Available in Authors 
    VLIZ: Proceedings [75082]
Document type: Conference paper

Keywords
    Antioxidants; Enzymes; Liver; Pollution effects; Limanda limanda (Linnaeus, 1758) [WoRMS]; ANE, North Sea [Marine Regions]; Marine

Authors  Top 
  • Livingstone, D.R.
  • Archibald, S.
  • Chipman, J.K.
  • Marsh, J.W.

Abstract
    During the Bremerhaven Workshop, antioxidant enzyme activities were measured in liver of dab Limanda limanda from 7 stations along a gradient of decreasing organic and metal pollution from Heligoland to the Dogger Bank, and at 3 stations close to and distant from an abandoned drilling site, in the German Bight of the North Sea.
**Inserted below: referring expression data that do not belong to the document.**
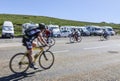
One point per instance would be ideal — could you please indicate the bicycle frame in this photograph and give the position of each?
(35, 56)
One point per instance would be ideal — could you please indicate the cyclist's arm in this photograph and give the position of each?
(41, 39)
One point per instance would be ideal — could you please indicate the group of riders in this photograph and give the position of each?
(39, 33)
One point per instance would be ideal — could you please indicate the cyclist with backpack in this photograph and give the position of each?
(29, 37)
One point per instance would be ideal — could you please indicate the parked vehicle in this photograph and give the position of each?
(83, 31)
(7, 29)
(28, 25)
(109, 30)
(95, 30)
(55, 30)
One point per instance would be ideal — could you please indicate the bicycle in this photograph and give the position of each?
(104, 37)
(19, 63)
(75, 38)
(50, 40)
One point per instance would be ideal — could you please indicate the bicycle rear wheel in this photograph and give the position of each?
(19, 63)
(79, 39)
(46, 59)
(72, 40)
(51, 41)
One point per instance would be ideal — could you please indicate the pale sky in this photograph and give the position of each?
(79, 10)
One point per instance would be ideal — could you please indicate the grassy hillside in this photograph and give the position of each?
(18, 20)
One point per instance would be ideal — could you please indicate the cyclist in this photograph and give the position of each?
(29, 37)
(47, 34)
(75, 34)
(105, 33)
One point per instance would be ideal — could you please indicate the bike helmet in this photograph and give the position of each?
(41, 26)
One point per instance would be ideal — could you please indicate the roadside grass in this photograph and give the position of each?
(18, 20)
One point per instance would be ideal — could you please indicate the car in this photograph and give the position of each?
(65, 33)
(109, 30)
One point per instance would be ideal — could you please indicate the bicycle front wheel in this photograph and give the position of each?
(51, 41)
(19, 63)
(46, 59)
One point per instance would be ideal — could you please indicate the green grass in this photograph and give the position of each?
(18, 20)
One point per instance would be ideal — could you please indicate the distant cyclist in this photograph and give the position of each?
(75, 34)
(29, 37)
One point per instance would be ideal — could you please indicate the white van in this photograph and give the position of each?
(28, 26)
(109, 30)
(7, 29)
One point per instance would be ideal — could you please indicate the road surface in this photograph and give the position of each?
(90, 60)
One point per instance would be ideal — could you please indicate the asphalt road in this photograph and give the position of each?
(90, 60)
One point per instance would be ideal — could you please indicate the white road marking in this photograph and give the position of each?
(95, 47)
(61, 51)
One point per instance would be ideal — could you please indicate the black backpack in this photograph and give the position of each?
(31, 32)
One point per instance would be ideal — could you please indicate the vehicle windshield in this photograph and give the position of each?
(84, 29)
(98, 29)
(7, 28)
(109, 29)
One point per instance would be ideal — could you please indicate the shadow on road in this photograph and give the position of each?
(20, 76)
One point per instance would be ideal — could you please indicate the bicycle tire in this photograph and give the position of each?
(51, 41)
(79, 39)
(46, 59)
(71, 39)
(15, 63)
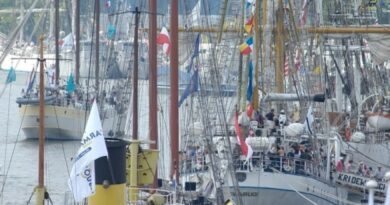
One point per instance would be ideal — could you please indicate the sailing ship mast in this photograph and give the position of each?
(40, 189)
(77, 41)
(174, 82)
(153, 125)
(57, 38)
(97, 21)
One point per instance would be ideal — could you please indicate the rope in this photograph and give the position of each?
(6, 136)
(12, 155)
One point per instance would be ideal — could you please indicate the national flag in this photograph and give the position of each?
(93, 146)
(387, 199)
(70, 86)
(309, 120)
(246, 149)
(249, 90)
(250, 3)
(31, 81)
(108, 4)
(195, 17)
(196, 51)
(163, 39)
(191, 87)
(286, 68)
(111, 31)
(67, 43)
(303, 17)
(249, 25)
(247, 47)
(11, 77)
(317, 70)
(297, 59)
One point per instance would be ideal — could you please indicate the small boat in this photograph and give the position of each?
(26, 100)
(379, 120)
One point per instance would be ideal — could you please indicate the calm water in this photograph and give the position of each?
(19, 157)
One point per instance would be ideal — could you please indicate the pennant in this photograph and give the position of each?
(31, 81)
(108, 4)
(249, 90)
(246, 149)
(297, 59)
(303, 17)
(163, 39)
(191, 87)
(70, 86)
(247, 47)
(11, 77)
(309, 120)
(317, 70)
(196, 52)
(93, 146)
(67, 43)
(249, 25)
(111, 31)
(286, 67)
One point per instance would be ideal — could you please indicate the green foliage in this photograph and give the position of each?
(7, 4)
(7, 23)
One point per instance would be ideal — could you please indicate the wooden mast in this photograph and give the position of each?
(255, 98)
(97, 21)
(135, 77)
(174, 82)
(57, 38)
(77, 42)
(153, 125)
(279, 48)
(40, 189)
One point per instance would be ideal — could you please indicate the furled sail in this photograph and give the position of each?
(379, 45)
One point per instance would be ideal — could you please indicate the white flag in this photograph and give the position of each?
(93, 146)
(67, 43)
(309, 120)
(82, 184)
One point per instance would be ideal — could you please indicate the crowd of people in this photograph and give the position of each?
(361, 169)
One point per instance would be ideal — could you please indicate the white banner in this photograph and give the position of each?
(92, 147)
(82, 184)
(358, 181)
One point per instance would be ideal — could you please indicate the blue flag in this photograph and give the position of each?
(32, 81)
(191, 87)
(70, 86)
(111, 31)
(11, 76)
(196, 51)
(249, 90)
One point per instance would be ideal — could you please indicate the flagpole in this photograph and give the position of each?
(97, 41)
(153, 123)
(174, 81)
(57, 38)
(135, 77)
(255, 97)
(40, 189)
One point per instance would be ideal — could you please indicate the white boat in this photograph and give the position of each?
(379, 121)
(281, 188)
(64, 122)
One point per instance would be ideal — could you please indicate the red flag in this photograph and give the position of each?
(303, 17)
(286, 68)
(249, 25)
(297, 59)
(163, 39)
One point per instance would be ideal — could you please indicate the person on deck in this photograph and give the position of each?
(270, 116)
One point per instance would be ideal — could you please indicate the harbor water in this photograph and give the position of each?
(19, 157)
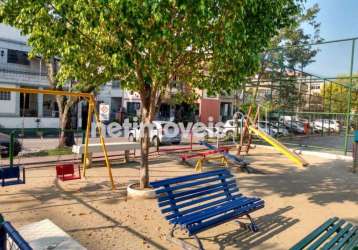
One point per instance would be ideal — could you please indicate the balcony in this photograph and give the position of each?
(22, 76)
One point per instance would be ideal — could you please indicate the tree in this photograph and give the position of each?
(210, 45)
(335, 94)
(64, 103)
(291, 47)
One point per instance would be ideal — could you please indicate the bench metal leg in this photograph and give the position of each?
(172, 231)
(252, 226)
(181, 242)
(200, 245)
Activities of catalase and glutathione peroxidase were higher near to Heligoland, consistent with higher levels of pollution. Catalase and superoxide dismutase (SOD) activities were also high at the Dogger Bank, but the reasons for this are unknown. SOD activity showed a distinct U-shaped profile along the contaminant gradient, indicating effects of factors other than pollution alone. Putative DT-diaphorase (dicumarol-inhibitable NADPH-dependent dichlorophenolindophenol [DCPIP] reductase) activity was higher near the drilling site, but the characteristics and significance of this enzyme are not well understood. The case for using antioxidant enzymes as biomarkers for environmental oxidative stress is therefore as yet unproven, but merits further study.